Durante a pesquisa de 2010 de Wertz-Kanounnikoff e German, constactou-se também “legislação fraudulenta” similar. As árvores derrubadas na Tanzânia estavam sendo comercializadas com licenças moçambicanas. No entanto, Wertz-Kanounnikoff acrescenta que não é clara a extensão com que a China pode estar a receber madeira da Tanzânia pensando que essa é proveniente de Moçambique. Ambos os cenários ou uma mistura dos dois representam um problema para a ecorregião do Miombo, da qual as florestas do norte de Moçambique são parte integrante, diz Louis Putzel, um biólogo do CIFOR que dirige o programa de pesquisa China-África, com três anos de duração. A discrepância  dos números é apenas uma indicação da magnitude potencial do problema.

“Saber de onde a madeira vem é uma forma  das autoridades monitorarem a sustentabilidade da exploração madeireira, a nível nacional”, diz Putzel. “A Madeira que não está a ser registrada pelas alfândegas provavelmente não está a ser tributada. Isso significa que o Governo de Moçambique está a perder  receitas sobre a madeira que está a ser exportada. “A análise da TRAFFIC, de 2007, acrescenta que a exploração madeireira irregular também “ameaça as perspectivas agrícolas das comunidades rurais” e a conservação da biodiversidade.

A ecorregião da floresta de Miombo é uma zona de floresta tropical de terras altas, que se estende por dez países sul-africanos, incluindo Angola, na costa atlântica, e a Tanzânia, no lado ocidental do continente. Há tempos a ecorregião tem sido reconhecida por sua biodiversidade, a qual inclui espécies como chitas e hienas pintadas. As árvores do Miombo, de madeira dura, irregulares, com nós, também são consideradas cada vez mais valiosas e uma possível base para as indústrias locais de processamento de madeira.

Os ambientes tropicais húmidos são o lar de muitas espécies de árvores que são transformadas em celulose e compensado. No entanto, as espécies madeireiras de crescimento lento da floresta de Miombo têm atributos únicos que são valorizados em pisos e móveis – produtos com valor estético e monetário elevado.

Uma indústria local “produtiva” que transforma essa preciosa madeira em móveis ou piso finos ao invés da actual indústria “extrativista”, Putzel argumenta, poderia criar uma economia mais sustentável, aumentar as receitas para os governos africanos com problemas nos seus orçamentos e gerar rendimentos mais elevados para os moçambicanos (metade dos quais vivem abaixo da linha nacional de pobreza).

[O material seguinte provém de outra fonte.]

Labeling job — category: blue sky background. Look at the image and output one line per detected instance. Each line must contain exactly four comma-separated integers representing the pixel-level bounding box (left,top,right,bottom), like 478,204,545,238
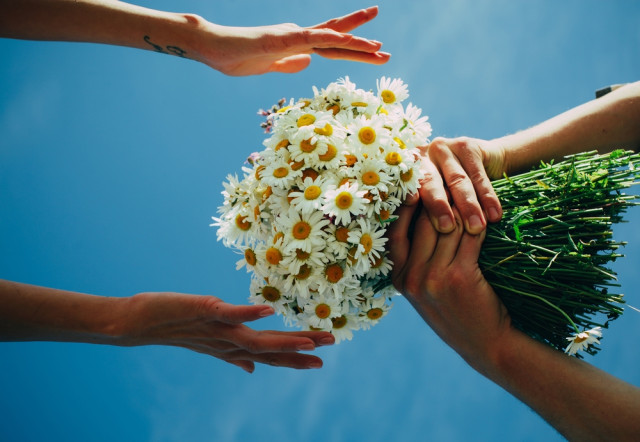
0,0,640,442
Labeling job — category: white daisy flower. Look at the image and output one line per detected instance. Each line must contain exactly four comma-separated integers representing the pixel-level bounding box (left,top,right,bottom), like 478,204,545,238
347,115,390,154
564,327,602,355
249,277,292,314
354,158,391,196
289,177,329,214
326,221,358,259
331,313,360,343
302,294,345,330
376,77,409,105
359,296,391,329
322,182,369,225
349,218,387,274
282,245,330,274
260,158,302,189
275,208,329,252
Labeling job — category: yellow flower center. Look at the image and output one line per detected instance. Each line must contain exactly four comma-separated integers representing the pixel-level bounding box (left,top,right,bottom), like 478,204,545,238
393,137,407,149
273,167,289,178
255,165,265,180
336,227,349,243
297,114,316,127
362,170,380,186
302,168,320,181
318,144,338,161
295,264,311,281
336,192,353,210
400,169,413,183
331,315,347,329
360,233,373,254
324,264,344,284
273,232,284,244
313,123,333,136
316,304,331,319
244,249,257,266
384,152,402,166
344,154,358,167
265,247,282,265
276,139,291,151
300,138,317,153
296,249,311,261
327,104,340,115
380,89,396,104
291,221,311,239
358,126,376,145
236,214,251,231
304,185,322,200
262,285,280,302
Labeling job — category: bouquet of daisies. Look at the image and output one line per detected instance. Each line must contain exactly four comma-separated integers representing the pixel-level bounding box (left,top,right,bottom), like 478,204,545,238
212,77,431,341
212,77,640,357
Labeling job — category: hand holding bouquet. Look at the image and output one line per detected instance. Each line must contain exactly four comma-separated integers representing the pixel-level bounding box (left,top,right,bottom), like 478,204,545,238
212,77,640,354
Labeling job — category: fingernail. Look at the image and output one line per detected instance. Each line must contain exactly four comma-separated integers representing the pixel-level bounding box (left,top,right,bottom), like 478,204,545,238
438,215,453,232
320,337,336,345
467,215,484,233
489,207,500,221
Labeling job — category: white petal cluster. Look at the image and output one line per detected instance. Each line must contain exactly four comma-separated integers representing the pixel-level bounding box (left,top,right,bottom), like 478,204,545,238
212,77,431,342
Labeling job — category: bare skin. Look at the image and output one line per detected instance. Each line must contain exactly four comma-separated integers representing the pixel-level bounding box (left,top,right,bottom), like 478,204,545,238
0,280,335,373
0,0,390,76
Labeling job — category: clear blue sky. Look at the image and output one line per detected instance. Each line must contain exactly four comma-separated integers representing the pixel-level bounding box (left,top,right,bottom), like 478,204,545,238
0,0,640,442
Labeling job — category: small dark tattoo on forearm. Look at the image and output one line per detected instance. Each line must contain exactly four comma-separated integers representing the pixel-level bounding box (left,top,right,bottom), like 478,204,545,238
144,35,187,58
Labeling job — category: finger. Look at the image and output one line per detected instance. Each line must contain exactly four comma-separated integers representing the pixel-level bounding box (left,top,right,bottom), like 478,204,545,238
431,209,464,269
269,330,336,347
269,54,311,74
428,139,487,234
458,224,487,268
203,297,275,324
419,158,455,233
386,195,418,284
313,48,391,64
451,141,502,222
223,359,256,373
311,6,378,32
225,350,322,370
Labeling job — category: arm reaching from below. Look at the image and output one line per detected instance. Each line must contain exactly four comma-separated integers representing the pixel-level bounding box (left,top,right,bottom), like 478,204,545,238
388,198,640,441
0,280,334,372
420,82,640,234
0,0,389,76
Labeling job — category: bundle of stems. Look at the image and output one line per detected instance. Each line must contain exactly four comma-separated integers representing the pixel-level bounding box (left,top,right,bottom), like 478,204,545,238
479,150,640,355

“Pense nisso como uma cadeia, desde a produção primária até a comercialização. Quanto mais diferentes actores forem integrados, maior será o valor econômico que o país é capaz de captar”, diz Mário Falcão, professor da FAEF / UEM e coordenador do estudo de caso de Moçambique”. No entanto, isto exige grandes esforços para aumentar a capacidade das comunidades e autoridades locais na aplicação das leis, assim como equilibrar os interesses públicos e privados.”

Um diálogo com a Direção Nacional de Terras e Florestas (DNTF), do Ministério da Agricultura, foi iniciado sobre pontos de entrada para alavancar o maneio florestal com maior responsabilidade, com base nos resultados do projecto.

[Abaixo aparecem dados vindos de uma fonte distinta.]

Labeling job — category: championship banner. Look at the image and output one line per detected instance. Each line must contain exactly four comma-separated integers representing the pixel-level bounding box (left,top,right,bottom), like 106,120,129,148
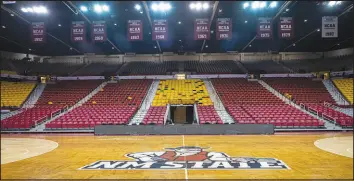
128,20,143,41
216,18,232,40
152,19,168,40
194,19,210,40
32,22,46,43
278,17,294,39
257,18,273,39
71,21,86,42
322,16,338,38
92,21,107,42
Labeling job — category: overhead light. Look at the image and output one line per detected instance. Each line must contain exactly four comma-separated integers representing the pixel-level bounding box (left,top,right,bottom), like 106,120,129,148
252,1,260,9
80,6,87,12
189,3,195,9
259,1,267,8
164,3,171,11
203,3,209,9
27,8,33,13
328,1,336,6
134,4,141,11
195,3,202,10
102,5,109,12
21,8,28,13
151,3,159,11
269,1,277,8
93,4,102,13
21,6,48,13
243,3,250,9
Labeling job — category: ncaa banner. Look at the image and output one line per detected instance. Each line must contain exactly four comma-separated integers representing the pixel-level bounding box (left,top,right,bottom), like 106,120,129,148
128,20,143,41
71,21,86,42
322,16,338,38
194,19,210,40
92,21,107,42
216,18,232,40
278,17,294,39
152,19,168,40
31,22,46,43
257,17,273,39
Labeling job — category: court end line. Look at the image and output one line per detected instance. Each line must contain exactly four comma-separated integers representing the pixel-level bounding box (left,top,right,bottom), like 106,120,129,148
182,135,188,180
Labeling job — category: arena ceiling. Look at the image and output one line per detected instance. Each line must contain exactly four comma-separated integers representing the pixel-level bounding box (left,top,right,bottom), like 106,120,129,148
0,1,354,56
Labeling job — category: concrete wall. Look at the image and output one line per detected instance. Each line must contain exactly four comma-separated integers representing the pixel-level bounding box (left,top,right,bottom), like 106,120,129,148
324,48,354,58
0,48,353,64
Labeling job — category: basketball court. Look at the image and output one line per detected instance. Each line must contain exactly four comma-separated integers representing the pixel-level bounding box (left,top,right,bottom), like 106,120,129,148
1,132,353,179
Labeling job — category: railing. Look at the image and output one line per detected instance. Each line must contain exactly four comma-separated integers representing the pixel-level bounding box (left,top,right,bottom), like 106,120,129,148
193,104,199,124
163,104,170,125
325,80,349,105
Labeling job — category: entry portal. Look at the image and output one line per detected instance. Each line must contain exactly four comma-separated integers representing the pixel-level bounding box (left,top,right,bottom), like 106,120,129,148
170,105,194,124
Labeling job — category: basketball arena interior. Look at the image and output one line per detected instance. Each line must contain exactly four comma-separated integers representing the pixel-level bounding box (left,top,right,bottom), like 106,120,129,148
0,1,354,180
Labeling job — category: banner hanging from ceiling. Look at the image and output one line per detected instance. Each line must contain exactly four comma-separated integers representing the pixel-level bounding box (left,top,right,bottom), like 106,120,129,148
278,17,294,39
92,21,107,42
257,17,273,39
31,22,46,43
216,18,232,40
194,19,210,40
128,20,143,41
152,19,168,40
71,21,86,42
322,16,338,38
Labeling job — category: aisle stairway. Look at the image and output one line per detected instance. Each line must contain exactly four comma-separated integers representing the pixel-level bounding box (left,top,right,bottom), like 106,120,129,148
204,80,235,124
30,82,107,131
129,80,160,125
322,79,349,105
258,80,341,130
22,83,46,108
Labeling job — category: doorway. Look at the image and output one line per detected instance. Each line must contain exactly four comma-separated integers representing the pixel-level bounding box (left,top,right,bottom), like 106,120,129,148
170,105,194,124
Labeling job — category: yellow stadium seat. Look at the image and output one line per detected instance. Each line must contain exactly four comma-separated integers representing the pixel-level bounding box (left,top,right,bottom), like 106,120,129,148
152,79,213,106
1,81,36,107
332,78,353,104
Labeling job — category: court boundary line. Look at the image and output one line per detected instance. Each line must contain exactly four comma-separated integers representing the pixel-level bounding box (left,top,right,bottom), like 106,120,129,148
182,135,188,180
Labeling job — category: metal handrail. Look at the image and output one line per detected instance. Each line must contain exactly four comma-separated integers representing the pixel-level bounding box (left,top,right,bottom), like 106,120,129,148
163,104,170,125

Independente da discrepância nos números da receita do comércio ser de 48 milhões ou 134 milhões de dólares, o fato é que Moçambique está a exportar madeira não processada, de espécies ‘de primeira classe’, contrariando a proibição de exportação de toros instituida no País em 2002. De acordo com essa proibição, seis das espécies de madeira de Moçambique mais comercializadas foram classificadas como ‘de primeira classe’, madeiras de alto valor a partir das quais o país poderia gerar mais receitas caso elas fossem processadas antes da exportação.

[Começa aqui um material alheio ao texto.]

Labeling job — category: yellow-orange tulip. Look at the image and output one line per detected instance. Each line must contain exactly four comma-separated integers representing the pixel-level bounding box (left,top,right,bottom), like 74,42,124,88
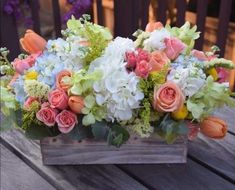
200,116,228,139
20,30,47,54
68,96,84,114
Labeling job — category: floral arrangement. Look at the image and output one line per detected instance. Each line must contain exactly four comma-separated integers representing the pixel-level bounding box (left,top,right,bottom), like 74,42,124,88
0,15,235,147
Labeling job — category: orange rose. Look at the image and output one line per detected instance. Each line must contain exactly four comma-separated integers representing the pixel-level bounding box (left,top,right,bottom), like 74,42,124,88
200,116,228,139
56,70,71,91
149,50,170,72
20,30,47,54
154,81,184,112
145,22,163,32
68,96,84,114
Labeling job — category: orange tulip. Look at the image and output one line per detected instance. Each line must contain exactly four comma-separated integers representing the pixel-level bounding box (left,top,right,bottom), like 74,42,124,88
68,96,84,114
20,30,47,54
200,116,228,139
145,22,163,32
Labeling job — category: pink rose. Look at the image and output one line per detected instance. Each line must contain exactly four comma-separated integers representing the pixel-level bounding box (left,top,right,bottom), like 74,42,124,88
48,89,69,110
154,81,184,112
12,53,40,74
24,96,38,110
164,38,186,60
126,52,137,69
55,110,78,133
36,103,58,127
135,60,151,79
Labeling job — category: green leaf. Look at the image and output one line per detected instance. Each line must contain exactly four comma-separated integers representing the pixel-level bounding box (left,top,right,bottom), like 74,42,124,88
91,121,108,140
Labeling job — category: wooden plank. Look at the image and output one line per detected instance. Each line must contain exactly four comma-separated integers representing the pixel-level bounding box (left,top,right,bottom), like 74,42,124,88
0,144,55,190
189,133,235,184
52,0,61,38
119,159,234,190
176,0,187,27
216,0,234,57
213,106,235,134
195,0,208,50
1,130,146,190
29,0,41,35
0,0,20,61
41,136,187,165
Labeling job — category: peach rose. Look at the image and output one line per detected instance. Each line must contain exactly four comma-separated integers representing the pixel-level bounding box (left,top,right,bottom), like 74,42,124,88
149,50,170,72
154,81,184,112
68,96,84,114
200,116,228,139
36,102,58,127
56,70,71,91
164,38,186,60
24,96,38,110
48,89,69,110
135,60,151,79
55,110,78,133
12,53,40,74
145,22,163,32
20,30,47,54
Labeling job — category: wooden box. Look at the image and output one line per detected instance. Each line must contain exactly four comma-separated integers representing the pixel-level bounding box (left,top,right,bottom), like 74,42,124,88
40,136,187,165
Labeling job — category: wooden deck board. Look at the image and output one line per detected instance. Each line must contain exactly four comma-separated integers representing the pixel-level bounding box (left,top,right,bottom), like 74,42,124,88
0,144,56,190
1,130,146,190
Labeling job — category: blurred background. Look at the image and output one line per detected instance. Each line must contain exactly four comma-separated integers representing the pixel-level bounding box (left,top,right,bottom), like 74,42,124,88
0,0,235,62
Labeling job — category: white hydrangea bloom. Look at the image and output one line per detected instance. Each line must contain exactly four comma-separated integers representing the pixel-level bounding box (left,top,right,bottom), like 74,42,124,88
89,37,144,121
167,65,206,97
144,28,170,51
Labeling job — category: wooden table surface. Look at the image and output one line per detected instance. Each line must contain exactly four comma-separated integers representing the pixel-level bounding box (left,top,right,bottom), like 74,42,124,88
0,108,235,190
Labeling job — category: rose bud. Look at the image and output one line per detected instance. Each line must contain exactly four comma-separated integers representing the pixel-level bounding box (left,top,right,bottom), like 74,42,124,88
200,116,227,139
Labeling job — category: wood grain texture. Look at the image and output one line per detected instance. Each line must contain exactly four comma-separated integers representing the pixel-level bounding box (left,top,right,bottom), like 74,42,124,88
214,106,235,134
41,136,187,165
0,144,55,190
189,134,235,183
1,130,146,190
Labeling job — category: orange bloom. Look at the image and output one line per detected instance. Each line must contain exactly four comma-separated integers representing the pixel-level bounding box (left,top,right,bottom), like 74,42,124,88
149,50,170,72
20,30,47,54
56,70,71,91
154,82,184,112
145,22,163,32
200,116,228,139
68,96,84,114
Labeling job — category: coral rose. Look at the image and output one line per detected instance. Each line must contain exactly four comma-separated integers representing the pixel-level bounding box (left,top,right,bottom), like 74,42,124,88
154,81,184,112
145,22,163,32
135,60,151,79
68,96,84,114
149,50,170,72
56,70,71,91
20,30,47,54
36,103,58,127
56,110,78,133
200,116,228,139
164,38,186,60
48,89,69,110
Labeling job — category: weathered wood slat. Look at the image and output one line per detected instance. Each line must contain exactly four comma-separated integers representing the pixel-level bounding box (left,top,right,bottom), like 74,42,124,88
1,130,146,190
189,134,235,183
52,0,61,38
0,144,55,190
119,159,234,190
216,0,234,57
29,0,41,34
176,0,187,27
214,106,235,134
195,0,208,50
41,136,187,165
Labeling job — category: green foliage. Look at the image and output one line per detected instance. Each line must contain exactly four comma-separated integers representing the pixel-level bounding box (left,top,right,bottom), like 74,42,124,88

“A nível da política, Moçambique está a tentar desenvolver uma indústria de processamento”, diz Wertz-Kanounnikoff. “Mas há uma série de desafios. Por um lado, há falta de apoio financeiro e técnico. Por outro lado, há falta de conhecimento. As pessoas precisam ser treinadas sobre o maneio de florestas de miombo, em como administrar um negócio, obter conhecimentos administrativos, aprender sobre os consumidores finais e sobre processamento para agregação de valor”.